Population and demographic history analyses
We performed model comparisons under the likelihood framework developed in fastSIMCOAL2 v2.6 (Excoffier
et al., 2013) to estimate demographic parameters and date cladogenetic events among mangroves populations, and to test the competing hypotheses of colonization after the LGM versus isolation in glacial refugia in the enclosed seas around Arabia. Informed by the phylogenetic relationships (See results), three sets of models were independently analyzed for (i) the Red Sea, (ii) the PAG plus the Sea of Oman, and (iii) the entire Arabian Peninsula. Three populations were used as lineage representatives for each set of models. The Brisbane population was once again included to calibrate times of divergence, using a coalescence time with the Arabian lineages of 2.7 million years in all models (Li
et al., 2016; He
et al., 2019; He
et al., 2020). Topologies and times of divergence tested in each set of models were analyzed under scenarios of ‘strict isolation’ and ‘isolation with migration’. Overall, six, twelve and two models were compared for the Red Sea, the PAG and the entire Arabian Peninsula, respectively (Table S4, Fig. S1, Supporting Information). As input data we used the folded site frequency spectra (SFS) generated from resequencing data using easySFS (
https://github.com/isaacovercast/easySFS). Details about fastSIMCOAL2 analyses, input data, model sketches and parameter files are provided in the Supporting Information.
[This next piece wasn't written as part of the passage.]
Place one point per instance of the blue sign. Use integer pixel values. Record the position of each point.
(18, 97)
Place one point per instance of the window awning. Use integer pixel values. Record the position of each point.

TreeMix v1.13 (Pickrell & Pritchard, 2012) was used to further model historical patterns of gene flow between mangrove populations. The corresponding SNP dataset was built applying the same filters as for the IQ-TREE phylogeny, with the exemption of linkage disequilibrium filters
as it can be controlled for in the TreeMix command line (SNP matrix = 797,949; N = 178). We ran TreeMix for 0–15 migrations, grouping SNPs in blocks of 50. Migration edges were plotted until 99.8% of the variance in ancestry between populations was explained by the model (Pickrell & Pritchard, 2012). The consistency of migration edges was evaluated by running TreeMix with 50 total replicates for each added migration edge number using a different, randomly generated seed. Results from the seed that yielded the highest likelihood are reported.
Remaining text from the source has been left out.